Решил заодно прочесть, что пишут о ней другие люди. Наткнулся на слова литературоведа Мариэтты Чудаковой, сказанные ею в эфире радиостанции «Свобода»: «Я остро, как только в детстве и отрочестве бывает, остро ощущала разницу между этими книгами („Марка…“ и „Дикая собака Динго“ — Л.П.) и какой-то тогдашней книгой, скажем, Ликстанова „Малышок“, еще всякой белибердой начала 50-х — конца 40-х годов».
Стало обидно.
Вспомнилась серенькая, скучного, казенного оттенка обложка, рыжие, начинающие ветшать страницы. Картинки, правда, были реалистические, как я любил. Но совершенно неинтересные — про какой-то завод, какие-то там станки, станки…
В книжках, наверное, специально так делают, чтобы на первой странице было совсем чуть-чуть текста, чтобы читатель подумал: «Ну, уж пару предложений-то как-нибудь прочту…» Начал читать — и не смог остановиться.
Оказалось, что станки — это не так уж невыносимо.
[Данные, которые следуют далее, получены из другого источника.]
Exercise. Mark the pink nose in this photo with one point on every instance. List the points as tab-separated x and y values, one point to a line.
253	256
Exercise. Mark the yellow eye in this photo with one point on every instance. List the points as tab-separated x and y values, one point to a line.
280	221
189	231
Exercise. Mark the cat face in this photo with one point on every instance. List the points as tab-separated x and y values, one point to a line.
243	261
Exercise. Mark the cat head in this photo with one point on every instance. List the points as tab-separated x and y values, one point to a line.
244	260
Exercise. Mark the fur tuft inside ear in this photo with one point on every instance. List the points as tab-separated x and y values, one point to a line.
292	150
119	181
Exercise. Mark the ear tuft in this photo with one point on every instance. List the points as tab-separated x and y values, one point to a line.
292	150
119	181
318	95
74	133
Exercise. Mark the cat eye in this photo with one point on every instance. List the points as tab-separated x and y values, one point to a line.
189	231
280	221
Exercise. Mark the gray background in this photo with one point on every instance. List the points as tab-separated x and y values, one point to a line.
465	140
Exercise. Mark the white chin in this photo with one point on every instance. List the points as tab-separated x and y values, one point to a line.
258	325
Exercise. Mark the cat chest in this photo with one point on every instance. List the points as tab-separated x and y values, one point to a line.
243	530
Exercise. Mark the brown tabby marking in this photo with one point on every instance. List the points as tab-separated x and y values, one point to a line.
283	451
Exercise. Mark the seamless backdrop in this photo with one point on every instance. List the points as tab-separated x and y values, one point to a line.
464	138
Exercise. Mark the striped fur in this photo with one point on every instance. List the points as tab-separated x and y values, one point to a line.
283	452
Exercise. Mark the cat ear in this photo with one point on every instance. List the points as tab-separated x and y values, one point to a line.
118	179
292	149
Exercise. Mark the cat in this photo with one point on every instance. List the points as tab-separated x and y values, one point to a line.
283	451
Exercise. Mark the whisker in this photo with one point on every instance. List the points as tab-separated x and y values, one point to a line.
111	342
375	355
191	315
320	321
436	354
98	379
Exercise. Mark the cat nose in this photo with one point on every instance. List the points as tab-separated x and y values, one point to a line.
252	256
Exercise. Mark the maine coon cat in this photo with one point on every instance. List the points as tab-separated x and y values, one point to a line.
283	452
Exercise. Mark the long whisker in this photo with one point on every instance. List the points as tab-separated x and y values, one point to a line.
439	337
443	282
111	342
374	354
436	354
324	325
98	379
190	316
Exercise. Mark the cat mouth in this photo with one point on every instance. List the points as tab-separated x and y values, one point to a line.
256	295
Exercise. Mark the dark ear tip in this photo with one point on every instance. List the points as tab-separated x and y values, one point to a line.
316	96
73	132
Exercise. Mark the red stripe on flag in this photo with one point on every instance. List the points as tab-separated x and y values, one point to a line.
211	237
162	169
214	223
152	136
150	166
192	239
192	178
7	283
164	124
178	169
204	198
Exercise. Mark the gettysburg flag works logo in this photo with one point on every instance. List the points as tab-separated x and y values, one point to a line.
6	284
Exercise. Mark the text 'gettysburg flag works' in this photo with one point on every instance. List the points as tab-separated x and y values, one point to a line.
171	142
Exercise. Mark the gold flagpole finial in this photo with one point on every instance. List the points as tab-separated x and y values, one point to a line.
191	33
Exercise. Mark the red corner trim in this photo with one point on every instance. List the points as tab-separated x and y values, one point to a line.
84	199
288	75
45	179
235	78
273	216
У нас в школе в кабинете труда были станки. Два токарных, сверлильный и фрезеровочный. Можно было, читая, довообразить, что куда. А помимо станков, в книжке оказалось много чего — «затрагивающего струнки» и нажимающего на кнопочки. Во всяком случае, на мои.
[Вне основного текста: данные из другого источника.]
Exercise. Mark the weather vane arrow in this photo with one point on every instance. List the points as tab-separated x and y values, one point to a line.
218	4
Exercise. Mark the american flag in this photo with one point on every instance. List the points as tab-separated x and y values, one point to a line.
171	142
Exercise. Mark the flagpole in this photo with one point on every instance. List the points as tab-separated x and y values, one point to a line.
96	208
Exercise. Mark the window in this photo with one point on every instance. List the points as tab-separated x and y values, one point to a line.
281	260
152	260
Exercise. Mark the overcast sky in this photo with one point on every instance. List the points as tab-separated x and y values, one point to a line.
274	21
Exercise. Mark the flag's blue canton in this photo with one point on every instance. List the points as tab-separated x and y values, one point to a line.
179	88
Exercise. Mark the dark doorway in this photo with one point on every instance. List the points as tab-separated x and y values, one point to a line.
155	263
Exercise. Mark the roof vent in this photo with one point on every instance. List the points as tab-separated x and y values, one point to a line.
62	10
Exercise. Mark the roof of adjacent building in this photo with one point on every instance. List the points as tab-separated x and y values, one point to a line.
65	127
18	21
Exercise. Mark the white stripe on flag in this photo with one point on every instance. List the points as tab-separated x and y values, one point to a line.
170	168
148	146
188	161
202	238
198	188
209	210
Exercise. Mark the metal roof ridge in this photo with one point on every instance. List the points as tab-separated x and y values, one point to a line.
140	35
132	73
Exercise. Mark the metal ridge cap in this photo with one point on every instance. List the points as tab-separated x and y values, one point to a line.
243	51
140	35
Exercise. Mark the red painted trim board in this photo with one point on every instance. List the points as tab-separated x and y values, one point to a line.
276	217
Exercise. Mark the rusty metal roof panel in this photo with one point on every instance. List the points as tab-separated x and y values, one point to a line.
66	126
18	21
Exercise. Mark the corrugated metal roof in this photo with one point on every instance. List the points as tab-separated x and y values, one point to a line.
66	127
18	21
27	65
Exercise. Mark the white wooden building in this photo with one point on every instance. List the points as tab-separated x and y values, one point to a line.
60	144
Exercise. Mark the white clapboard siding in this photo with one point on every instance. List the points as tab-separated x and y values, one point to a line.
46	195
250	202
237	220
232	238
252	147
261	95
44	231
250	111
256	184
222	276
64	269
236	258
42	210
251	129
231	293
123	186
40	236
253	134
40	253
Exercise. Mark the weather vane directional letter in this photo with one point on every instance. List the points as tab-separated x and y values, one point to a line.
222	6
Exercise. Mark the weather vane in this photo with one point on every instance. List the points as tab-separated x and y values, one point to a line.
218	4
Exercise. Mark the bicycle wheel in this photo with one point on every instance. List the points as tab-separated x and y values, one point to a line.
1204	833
Вкратце, так. В первый год войны подростки работают на уральском военном заводе. Постепенно складывается бригада: Костя Малышев, сирота, брат убит на войне; Сева Булкин, беженец с оккупированной территории; Леночка Туфик, эвакуированная, и двое местных: Катя Зайцева и Коля Глухих. Соревнуясь с комсомольской бригадой Мингарея Бекирова, бригада Кости Малышева выполняет норму на 250 процентов.
Представим на секунду, как бы об этом рассказали сегодня. Голод, болезни, вши. Качающиеся бледные тени — бачок подогретой воды с гнилым капустным листом на всех. Воровство. Заперший свою душу на семь замков цеховой мастер: мат-перемат, сучата, норму давай. Пальцы в заусенцах, бычки. Тоскливая грязь и тоскливый сумрак в каждом кадре, на каждой странице.